Начнем с голоса. Как известно, с глупыми говорят, как с глухими, громким голосом. Возможно, наш поэт бессознательно убедился, что этот мир глуп и в нем надо очень громко говорить.

У него был голос громовержца. Даже во время застольной беседы он говорил яростно и громко, как революционный оратор с трибуны. Если друзья делали ему замечания, он с некоторой самоиронией рассказывал о том, что в юности над ним шефствовал последний поэт-акмеист. Старик был так глух, что приходилось кричать ему в ухо. С тех пор он привык так говорить.

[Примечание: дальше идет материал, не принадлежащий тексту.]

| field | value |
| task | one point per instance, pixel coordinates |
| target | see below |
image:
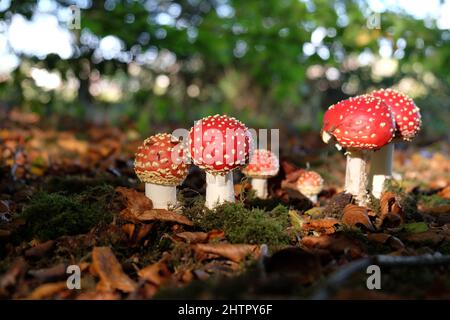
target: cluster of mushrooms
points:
(365, 126)
(217, 144)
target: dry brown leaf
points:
(354, 215)
(48, 290)
(390, 220)
(384, 238)
(326, 226)
(136, 233)
(234, 252)
(430, 236)
(129, 230)
(57, 272)
(196, 237)
(110, 271)
(391, 204)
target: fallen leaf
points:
(326, 226)
(297, 220)
(234, 252)
(415, 227)
(384, 238)
(48, 290)
(354, 216)
(110, 271)
(135, 200)
(50, 274)
(163, 215)
(389, 220)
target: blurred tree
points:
(271, 63)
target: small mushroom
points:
(219, 144)
(263, 164)
(407, 124)
(160, 164)
(360, 124)
(310, 183)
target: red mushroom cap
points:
(309, 183)
(406, 113)
(362, 122)
(161, 160)
(263, 164)
(219, 144)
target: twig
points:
(338, 278)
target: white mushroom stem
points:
(219, 189)
(381, 169)
(260, 187)
(162, 196)
(356, 175)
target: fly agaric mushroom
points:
(219, 144)
(159, 163)
(263, 164)
(359, 124)
(310, 183)
(407, 121)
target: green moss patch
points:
(243, 225)
(51, 215)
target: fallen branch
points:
(337, 279)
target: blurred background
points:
(149, 65)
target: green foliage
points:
(78, 184)
(249, 63)
(408, 201)
(415, 227)
(242, 225)
(51, 215)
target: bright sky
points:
(43, 34)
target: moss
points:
(51, 215)
(243, 225)
(78, 184)
(408, 201)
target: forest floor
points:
(70, 197)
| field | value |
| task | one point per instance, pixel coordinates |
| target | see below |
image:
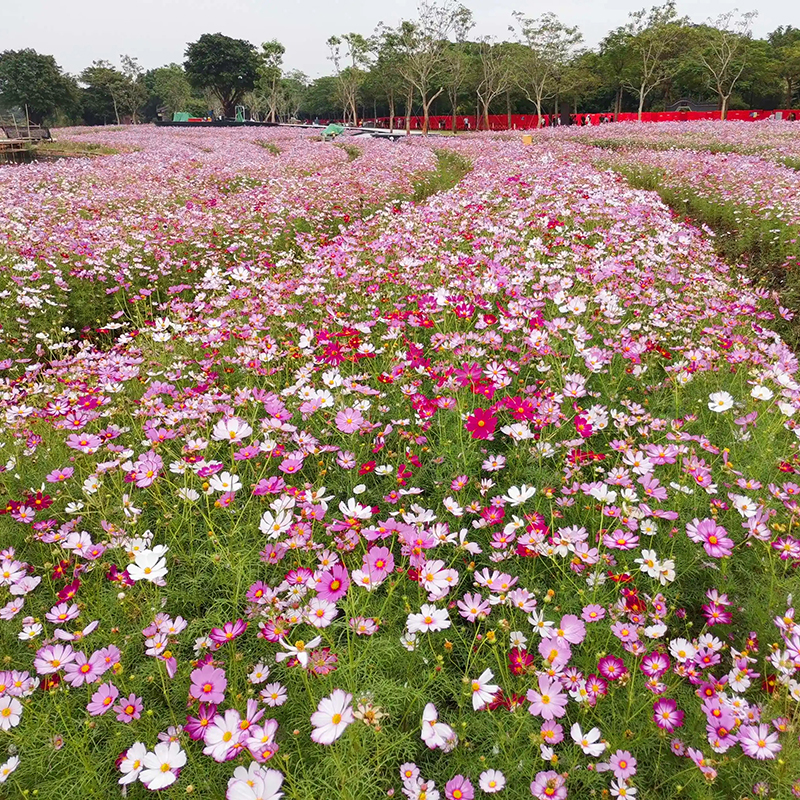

Когда он читал стихи в ресторане, а обычно он там их и читал, немедленно являлся метрдотель и пытался выяснить, чем вызван скандал. Если он до его прихода успевал прочитать стихи. А если не успевал, то, что бы ни говорил метрдотель, он продолжал их читать, пока они не кончались. Мощь его голоса и могучая внешность производили неотразимое впечатление, особенно на незнакомых людей.

Однажды в жаркий летний день мы сидели с ним в незнакомом ресторане.

– Официант! – крикнул он. – Виски с айсбергом!

Официант был так потрясен его уверенным голосом, что растерянно ответил:

– Извините, айсберги еще не завезли.

Его стихи раздражали литературное начальство тем, что не были ни советскими, ни антисоветскими. Они были написаны так, как будто социальная жизнь вообще не существует. Это злило еще и тем, что невозможно было конкретно указать на какие-то строчки, которые надо убрать или переделать, чтобы стихотворение было достаточно приемлемо для советской власти.

Кое-как все это можно было бы простить, если бы поэт был какой-то божий одуванчик, далекий от действительности. Изливаясь мощной энергией, стихи его были полны примет места и времени, примет всех краев России, где он побывал, и – неслыханная наглость – примет всех краев Европы, где он явно не бывал. Это уж они знали точно. Кроме того, там были всемирные названия сигарет, напитков, гостиниц, городов и даже бесчисленных островов Средиземноморья, словно он на яхте с другом-миллионером, лениво прихлебывая джин с тоником, пришвартовывался к ним, точнейшие названия предметов интимного женского туалета и так далее и тому подобное.

А язык! Словарь филологов и шпаны, фарцовщиков и астраханских рыбаков, староверов и физиков, тюркизмы, украинизмы, с размаху вброшенные им в русскую речь, где они, мгновенно русея, свободно плавали, как в родном море!

Да, язык у него был богат, но он терпеть не мог выдуманные слова. Он считал Маяковского великим поэтом за его любовную лирику, но изображал преувеличенный ужас, когда речь заходила о его словотворчестве. Он считал это безумным кривляньем. Из всех словообразований Маяковского признавал только одно – «выжиревший»:


Как выжиревший лакей на засаленной кушетке.

– Здесь это слово уместно, – говорил он. – Оно хорошо передает длительность пребывания лакея на кушетке. Но с другой стороны, какой барин позволит лакею долго лежать на кушетке? Разве что Обломов.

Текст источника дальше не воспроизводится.